Where does the argument go when passed to a function having no declaration for parameters

Question

Code :

foo()
{
}
int main()
{
   int a=20;
   a = foo(20);
   printf("\n\n\t A : %d",a); // will print zero.
}

Question :

1. You may notice that there is no return type for foo(). And it is considered as 'int', Why? Why this 'Implicit int' rule? Why the designers of C loved 'int' so much?

2. foo() doesn't have parameter declaration, it says that it can accept variable number of arguments.
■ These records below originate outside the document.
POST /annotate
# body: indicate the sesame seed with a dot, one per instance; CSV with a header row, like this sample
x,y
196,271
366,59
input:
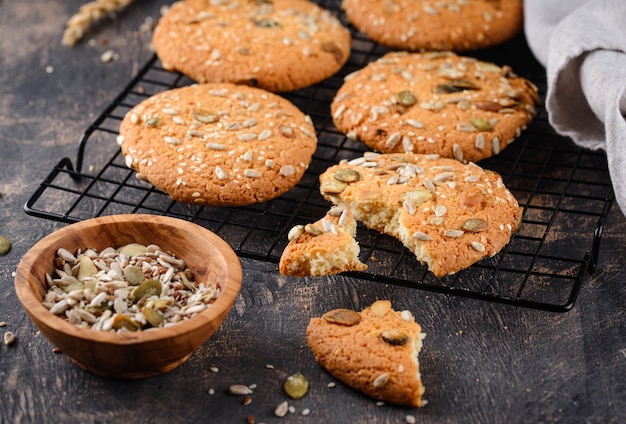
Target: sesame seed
x,y
252,173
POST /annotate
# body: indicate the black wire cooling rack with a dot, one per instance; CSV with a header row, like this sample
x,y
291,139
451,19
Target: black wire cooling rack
x,y
565,192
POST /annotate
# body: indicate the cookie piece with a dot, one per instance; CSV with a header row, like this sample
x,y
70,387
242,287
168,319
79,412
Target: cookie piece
x,y
218,144
278,45
450,215
322,248
441,103
374,351
431,25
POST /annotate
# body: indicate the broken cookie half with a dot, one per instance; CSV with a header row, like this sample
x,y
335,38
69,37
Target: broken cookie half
x,y
374,351
325,247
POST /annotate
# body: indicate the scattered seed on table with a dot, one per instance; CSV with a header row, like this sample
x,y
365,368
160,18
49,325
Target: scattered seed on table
x,y
239,390
5,245
282,409
9,338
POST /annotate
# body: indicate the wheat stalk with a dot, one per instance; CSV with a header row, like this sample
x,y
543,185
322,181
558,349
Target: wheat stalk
x,y
87,15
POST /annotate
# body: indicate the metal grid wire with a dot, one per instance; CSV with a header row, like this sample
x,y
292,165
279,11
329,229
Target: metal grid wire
x,y
565,192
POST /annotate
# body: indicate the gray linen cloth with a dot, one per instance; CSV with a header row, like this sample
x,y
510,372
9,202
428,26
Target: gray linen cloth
x,y
582,44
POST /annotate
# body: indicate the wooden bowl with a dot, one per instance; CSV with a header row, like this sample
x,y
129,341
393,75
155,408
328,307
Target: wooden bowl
x,y
141,353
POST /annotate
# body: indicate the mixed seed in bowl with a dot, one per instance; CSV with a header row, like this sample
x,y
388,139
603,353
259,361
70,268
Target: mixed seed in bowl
x,y
131,288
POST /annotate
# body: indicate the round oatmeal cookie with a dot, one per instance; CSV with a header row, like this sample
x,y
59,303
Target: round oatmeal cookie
x,y
374,351
278,45
434,103
325,247
418,25
449,214
218,144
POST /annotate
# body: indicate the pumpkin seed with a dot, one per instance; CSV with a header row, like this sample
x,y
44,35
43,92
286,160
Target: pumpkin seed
x,y
480,124
455,86
146,289
86,268
332,187
345,317
394,337
205,116
239,390
332,48
5,245
479,247
296,386
347,175
313,230
9,338
134,275
282,409
123,321
153,122
152,316
186,283
267,23
487,105
474,225
406,98
453,233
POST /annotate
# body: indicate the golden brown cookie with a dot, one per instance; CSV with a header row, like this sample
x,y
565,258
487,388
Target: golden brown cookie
x,y
218,144
278,45
441,103
450,215
374,351
418,25
322,248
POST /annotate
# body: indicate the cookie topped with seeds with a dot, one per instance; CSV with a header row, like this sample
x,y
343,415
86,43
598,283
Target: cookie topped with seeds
x,y
218,144
418,25
374,351
434,103
278,45
324,247
449,214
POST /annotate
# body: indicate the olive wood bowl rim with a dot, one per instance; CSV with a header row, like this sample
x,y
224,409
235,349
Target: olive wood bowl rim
x,y
34,307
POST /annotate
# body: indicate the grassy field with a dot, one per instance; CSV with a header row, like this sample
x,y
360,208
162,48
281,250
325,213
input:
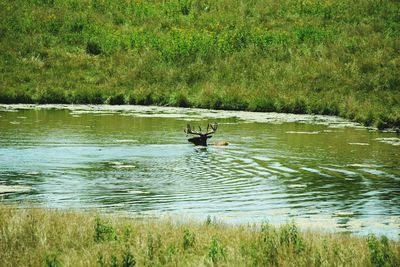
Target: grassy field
x,y
40,237
311,56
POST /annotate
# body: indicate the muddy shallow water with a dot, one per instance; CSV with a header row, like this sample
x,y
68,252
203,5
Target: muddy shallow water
x,y
323,172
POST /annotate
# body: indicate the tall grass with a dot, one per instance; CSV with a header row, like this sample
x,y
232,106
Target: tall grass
x,y
323,57
40,237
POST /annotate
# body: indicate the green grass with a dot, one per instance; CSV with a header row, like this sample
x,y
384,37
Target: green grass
x,y
40,237
318,57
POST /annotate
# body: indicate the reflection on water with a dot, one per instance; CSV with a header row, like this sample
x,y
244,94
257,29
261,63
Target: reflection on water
x,y
335,178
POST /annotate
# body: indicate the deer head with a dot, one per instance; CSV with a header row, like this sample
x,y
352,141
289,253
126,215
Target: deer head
x,y
201,139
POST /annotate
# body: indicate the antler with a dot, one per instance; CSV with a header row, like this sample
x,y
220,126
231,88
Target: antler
x,y
213,126
190,130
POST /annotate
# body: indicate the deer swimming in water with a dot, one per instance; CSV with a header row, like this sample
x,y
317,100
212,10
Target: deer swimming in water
x,y
201,139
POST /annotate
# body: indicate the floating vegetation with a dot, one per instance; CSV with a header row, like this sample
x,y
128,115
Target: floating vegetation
x,y
389,140
13,189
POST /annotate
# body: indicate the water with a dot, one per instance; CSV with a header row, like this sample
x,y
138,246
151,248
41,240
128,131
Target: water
x,y
322,176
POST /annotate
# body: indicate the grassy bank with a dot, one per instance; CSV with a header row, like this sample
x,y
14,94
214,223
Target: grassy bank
x,y
39,237
325,57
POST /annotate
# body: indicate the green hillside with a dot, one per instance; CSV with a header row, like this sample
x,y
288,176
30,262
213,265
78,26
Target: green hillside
x,y
324,57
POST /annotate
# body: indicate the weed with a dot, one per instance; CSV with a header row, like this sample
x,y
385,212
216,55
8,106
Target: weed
x,y
189,239
103,231
216,251
380,252
52,260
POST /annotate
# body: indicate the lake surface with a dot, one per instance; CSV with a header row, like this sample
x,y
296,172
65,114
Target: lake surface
x,y
322,175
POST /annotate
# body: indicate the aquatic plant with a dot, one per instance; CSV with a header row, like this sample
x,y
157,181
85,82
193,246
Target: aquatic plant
x,y
41,237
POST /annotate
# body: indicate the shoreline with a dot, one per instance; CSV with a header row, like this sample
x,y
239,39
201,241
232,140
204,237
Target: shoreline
x,y
195,114
57,238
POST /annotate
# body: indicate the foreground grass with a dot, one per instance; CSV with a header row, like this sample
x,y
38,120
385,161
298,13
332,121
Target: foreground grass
x,y
324,57
39,237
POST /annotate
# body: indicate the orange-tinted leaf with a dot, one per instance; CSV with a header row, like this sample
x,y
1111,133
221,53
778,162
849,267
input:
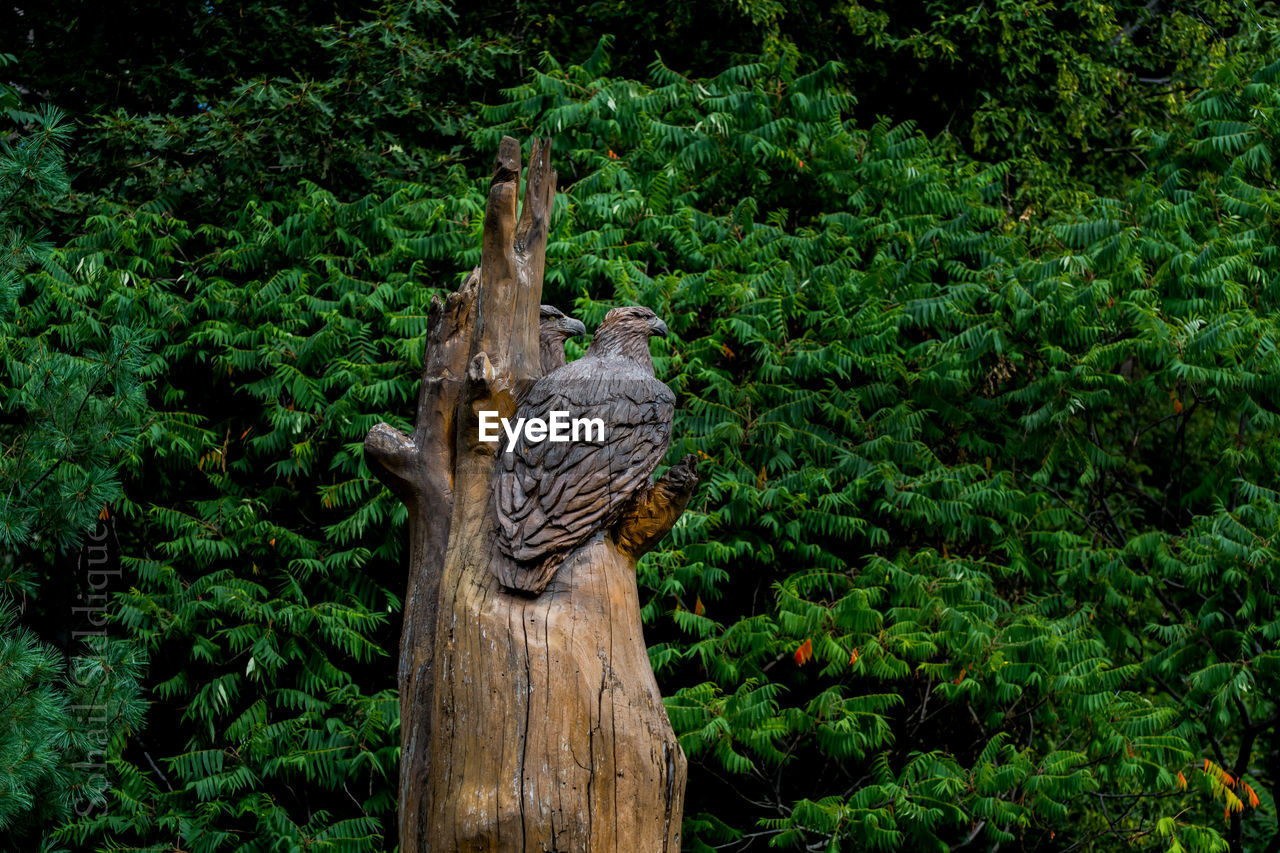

So where does passed arguments go? e.g. foo(20) where did 20 go?

3. in above example printf prints zero, why?

---

Now, consider :

foo()
{
}
int main()
{
   int a=20;
   a = foo(a);
   printf("\n\n\t A : %d",a); // It'll print 20. 
}

• Now printf prints 20 why not 0 like earlier?

Answer 1

1. This is a historical thing from the original C specification as I understand it. It's still in the spec that if you don't state a return type then it is int. That doesn't mean you should take advantage of it. That's bad style in my books.

2. Read this: Is it better to use C void arguments "void foo(void)" or not "void foo()"?

3. What you are observing is undefined behaviour, which is what you get when you use the return value for a function that doesn't return anything.